I learned and used D3 several years ago. I’m trying to relearn it this year and found it redirects to observable and I’m no longer able to copy the example code directly and use them in my website.
Anyone figures out how to make D3 example code work again?
I guess it depends on the examples you’re interested in. Some of them are written as functions that you can copy in their entirety and use directly.
Others are split into several cells, to make it easier to inspect and understand each step of the computation. In those cases you might have to copy each cell into a function, or an asynchronous function, and recreate the dependency logic. For example if you have:
data = d3.json(…)
and
a = d3.mean(data, d => d.value)
you could write this in vanilla javascript as:
const data = await d3.json(…);
const a = d3.mean(data, d => d.value);
Hope this helps. If there is a specific example for which you need guidance, please give us the URL.
Observable makes it easy to assemble lots of parts without having to think too much about where they come from. It also does an implicit await on any asynchronous cell, such as loading a dataset.
To make this notebook into a standalone application, we need to be explicit about everything. Let’s list what we’re going to use:
First, the notebook loads two datasets: walmart.tsv, which is a FileAttachment served by observable (we’ll copy it); and us.json, the shape for the map, which we can load from npm. There are also two libraries: d3 and topojson.

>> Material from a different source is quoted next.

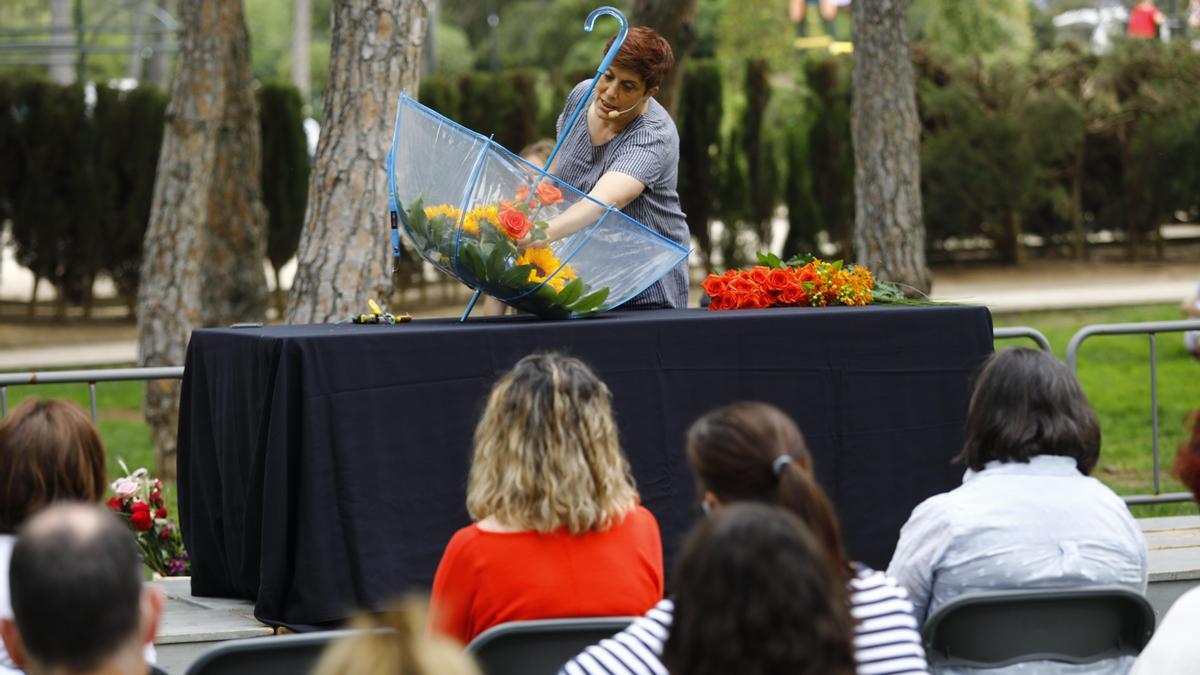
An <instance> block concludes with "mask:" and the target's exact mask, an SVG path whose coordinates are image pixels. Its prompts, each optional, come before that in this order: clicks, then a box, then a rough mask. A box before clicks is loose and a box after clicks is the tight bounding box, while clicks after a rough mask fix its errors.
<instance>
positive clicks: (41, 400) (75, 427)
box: [0, 399, 107, 675]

For the interactions, the notebook imports a “scrubber” function. That function in turns needs Observable’s htl and Inputs libraries.
Our stand-alone web page has to load all these resources, then create the map and the scrubber UI. And we’ll have to “plumb” all of this together, updating the map each time the scrubber values changes.
The original notebook does the plumbing with observable’s runtime, but in our case we’re going to listen to the scrubber’s “input” events directly, and call the chart’s update function whenever the scrubber changes.
Note that it doesn’t have the textual contents/introduction/presentation of the dataset, which is produced with the markdown component of observable’s stdlib. It would be possible to add that too, but I’ve left it as an exercise for the reader
Thank you. I copied the script and it’s still not working probably because I don’t have wartmart.tsv. I tried to download the file from the observable webpage, but the file doesn’t have the date column.
Can you send me the link to get the file with date column?